OBJET D'ETUDE : CONVAINCRE, PERSUADER, DELIBERER
(l'essai, le dialogue, l'apologue)

Séries technologiques   

Sujet incomplet, pouvant être utilisé comme exercice d'entraînement (question/commentaire).

 

CORPUS 

1 – Jean-Jacques Rousseau : Citations extraites du Discours sur l’origine de l’inégalité
2 – Voltaire : Article Homme.
3 -- Jean-Jacques Rousseau : La Nouvelle Héloïse (extrait).
4 – Gravure anonyme du XVIII° siècle : Voltaire se disputant avec Rousseau.

1) QUESTION (6 points)

En observant les quatre documents du corpus, et en tirant des informations précises de chacun d'entre eux, vous dégagerez les principaux sujets de désaccord entre les deux philosophes.

 2) TRAVAIL D’ECRITURE (14 points).   

 COMMENTAIRE / Vous commenterez le texte de Voltaire (document 2) : vous étudierez la façon dont est organisé le dialogue entre les différentes thèses, vous dégagerez le schéma argumentatif du texte et vous en analyserez les tonalités. 

Les sujets de dissertation et d'invention sont encore à trouver : toute proposition sera la bienvenue !!!

DOCUMENT 1 – JEAN-JACQUES ROUSSEAU / Citations extraites du Discours sur l'origine et les fondements de l'inégalité parmi les hommes, 1755.


En dépouillant cet être, ainsi constitué de tous les dons surnaturels qu'il a pu recevoir, et de toutes les facultés artificielles qu'il n'a pu acquérir que par de longs progrès, en le considérant, en un mot, tel qu'il a dû sortir des mains de la nature, je vois un animal moins fort que les uns, moins agile que les autres, mais, à tout prendre, organisé le plus avantageusement de tous. Je le vois se rassasiant sous un chêne, se désaltérant au premier ruisseau, trouvant son lit au pied du même arbre qui lui a fourni son repas, et voilà ses besoins satisfaits [...]. Ses désirs ne passent pas ses besoins physiques ; les seuls biens qu'il connaisse dans l'univers sont la nourriture, une femelle et le repos ; les seuls maux qu'il craigne sont la douleur et la faim ; je dis la douleur et non la mort , car jamais 1’animal ne saura ce que c'est que mourir, et la connaissance de la mort et de ses terreurs est une des premières acquisitions que l'homme ait faites, en s'éloignant de la condition animale. [...] Son âme, que rien n'agite, se livre au seul sentiment de son existence actuelle, sans aucune idée de l'avenir, quelque prochain qu'il puisse être, ses projets, bornés comme ses vues, s'étendent à peine jusqu'à la fin de la journée. [...] Plus on y réfléchit, plus on trouve que cet état était le moins sujet aux révolutions, le meilleur à l'homme, et qu'il n'en a dû sortir que par quelque funeste hasard, qui pour l'utilité commune eût dû ne jamais arriver. L'exemple des sauvages qu'on a presque trouvés à ce point semble confirmer que le genre humain était fait pour y rester toujours, que cet état est la véritable jeunesse du monde, et que tous les progrès ultérieurs ont été en apparence autant de pas vers la perfection de l'individu, et en effet vers la décrépitude de l'espèce. [...] 

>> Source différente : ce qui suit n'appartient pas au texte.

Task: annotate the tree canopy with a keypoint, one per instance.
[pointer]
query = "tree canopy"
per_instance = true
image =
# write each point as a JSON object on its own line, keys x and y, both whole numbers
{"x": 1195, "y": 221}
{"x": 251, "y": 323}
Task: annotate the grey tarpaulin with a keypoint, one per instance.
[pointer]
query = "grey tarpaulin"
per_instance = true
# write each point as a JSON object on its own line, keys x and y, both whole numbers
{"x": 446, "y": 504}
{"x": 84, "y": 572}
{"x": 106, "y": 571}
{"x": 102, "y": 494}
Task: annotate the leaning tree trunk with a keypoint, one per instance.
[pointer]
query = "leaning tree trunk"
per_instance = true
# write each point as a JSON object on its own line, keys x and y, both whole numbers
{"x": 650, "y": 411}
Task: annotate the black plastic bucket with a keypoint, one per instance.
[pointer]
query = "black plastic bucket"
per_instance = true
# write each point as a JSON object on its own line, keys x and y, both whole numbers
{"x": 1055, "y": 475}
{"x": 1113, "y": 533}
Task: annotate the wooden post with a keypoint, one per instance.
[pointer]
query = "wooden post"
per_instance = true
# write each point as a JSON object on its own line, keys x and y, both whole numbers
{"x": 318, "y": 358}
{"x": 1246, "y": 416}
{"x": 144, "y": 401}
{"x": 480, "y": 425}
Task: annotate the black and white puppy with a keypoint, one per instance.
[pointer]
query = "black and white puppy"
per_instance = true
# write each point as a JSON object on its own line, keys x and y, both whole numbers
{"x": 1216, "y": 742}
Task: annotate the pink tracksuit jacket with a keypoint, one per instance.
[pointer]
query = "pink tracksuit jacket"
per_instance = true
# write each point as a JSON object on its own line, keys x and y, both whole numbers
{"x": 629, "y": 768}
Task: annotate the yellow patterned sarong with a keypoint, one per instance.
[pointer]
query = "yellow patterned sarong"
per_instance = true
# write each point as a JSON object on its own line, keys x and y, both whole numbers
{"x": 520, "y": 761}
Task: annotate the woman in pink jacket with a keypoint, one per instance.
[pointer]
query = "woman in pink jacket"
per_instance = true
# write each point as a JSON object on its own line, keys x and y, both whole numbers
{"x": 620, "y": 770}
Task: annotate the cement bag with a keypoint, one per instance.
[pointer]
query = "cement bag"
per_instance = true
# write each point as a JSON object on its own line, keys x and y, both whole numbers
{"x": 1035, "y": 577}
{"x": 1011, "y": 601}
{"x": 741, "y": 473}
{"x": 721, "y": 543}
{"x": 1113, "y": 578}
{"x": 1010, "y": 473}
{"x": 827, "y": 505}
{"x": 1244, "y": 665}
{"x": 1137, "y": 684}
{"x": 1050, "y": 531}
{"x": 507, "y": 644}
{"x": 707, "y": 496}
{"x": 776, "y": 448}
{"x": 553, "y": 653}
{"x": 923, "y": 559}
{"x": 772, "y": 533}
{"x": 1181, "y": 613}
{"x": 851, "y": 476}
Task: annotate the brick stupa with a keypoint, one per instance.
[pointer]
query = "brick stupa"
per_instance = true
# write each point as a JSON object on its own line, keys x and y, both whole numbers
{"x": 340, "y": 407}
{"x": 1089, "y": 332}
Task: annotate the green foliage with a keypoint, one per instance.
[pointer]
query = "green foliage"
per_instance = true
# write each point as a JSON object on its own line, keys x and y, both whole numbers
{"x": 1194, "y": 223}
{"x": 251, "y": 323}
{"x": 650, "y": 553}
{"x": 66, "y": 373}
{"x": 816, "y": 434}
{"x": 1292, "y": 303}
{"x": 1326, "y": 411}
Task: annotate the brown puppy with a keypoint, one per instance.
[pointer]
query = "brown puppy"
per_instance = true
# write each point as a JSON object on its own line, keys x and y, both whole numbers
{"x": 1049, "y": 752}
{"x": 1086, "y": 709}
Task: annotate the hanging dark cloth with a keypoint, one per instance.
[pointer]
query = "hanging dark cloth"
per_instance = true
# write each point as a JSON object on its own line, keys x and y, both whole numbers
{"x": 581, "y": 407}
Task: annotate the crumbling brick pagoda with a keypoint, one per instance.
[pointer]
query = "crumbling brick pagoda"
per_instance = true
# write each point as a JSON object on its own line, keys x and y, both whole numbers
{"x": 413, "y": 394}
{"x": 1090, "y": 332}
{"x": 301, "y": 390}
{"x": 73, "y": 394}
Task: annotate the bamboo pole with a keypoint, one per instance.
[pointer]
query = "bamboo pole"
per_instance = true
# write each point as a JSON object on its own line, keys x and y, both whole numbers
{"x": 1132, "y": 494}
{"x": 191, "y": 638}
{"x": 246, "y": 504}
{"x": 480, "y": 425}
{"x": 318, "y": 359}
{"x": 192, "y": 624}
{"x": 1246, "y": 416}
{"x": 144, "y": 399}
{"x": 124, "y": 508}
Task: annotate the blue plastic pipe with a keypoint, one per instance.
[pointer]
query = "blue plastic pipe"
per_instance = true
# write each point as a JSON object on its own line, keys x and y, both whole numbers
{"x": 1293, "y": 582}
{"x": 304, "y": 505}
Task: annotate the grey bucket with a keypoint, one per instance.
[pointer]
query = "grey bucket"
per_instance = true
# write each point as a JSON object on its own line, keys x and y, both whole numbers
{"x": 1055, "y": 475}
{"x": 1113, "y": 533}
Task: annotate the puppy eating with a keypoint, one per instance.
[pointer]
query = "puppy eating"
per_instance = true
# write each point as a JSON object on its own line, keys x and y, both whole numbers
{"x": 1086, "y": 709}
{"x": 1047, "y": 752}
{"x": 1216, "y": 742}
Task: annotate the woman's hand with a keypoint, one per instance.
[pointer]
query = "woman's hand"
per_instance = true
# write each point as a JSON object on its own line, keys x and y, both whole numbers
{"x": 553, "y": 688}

Tant que les hommes se contentèrent de leurs cabanes rustiques, tant qu'ils se bornèrent à coudre leurs habits de peaux avec des épines ou des arêtes, à se parer de plumes et de coquillages, à se peindre le corps de diverses couleurs, à perfectionner ou embellir leurs arcs et leurs flèches, à tailler avec des pierres tranchantes quelques canots de pêcheurs ou quelques grossiers ins­truments de musique; en un mot, tant qu'ils ne s'appliquèrent qu'à des ouvrages qu'un seul pouvait faire, et qu'à des arts qui n'avaient pas besoin du concours de plusieurs mains, ils vécurent libres, sains, bons et heureux autant qu'ils pouvaient l'être par leur nature, et continuèrent à jouir entre eux des douceurs d'un commerce indépendant. Mais, dès l'instant qu'un homme eut besoin du secours d'un autre, dès qu'on s'aperçut qu'il était utile à un seul d'avoir des provisions pour deux, l'égalité disparut, la propriété s'introduisit, le travail devint nécessaire, et les vastes forêts se changèrent en des campagnes riantes qu'il fallut arroser de la sueur des hommes, et dans lesquelles on vit bientôt l'esclavage et la misère germer et croître avec les mois­sons.  [ ... ]  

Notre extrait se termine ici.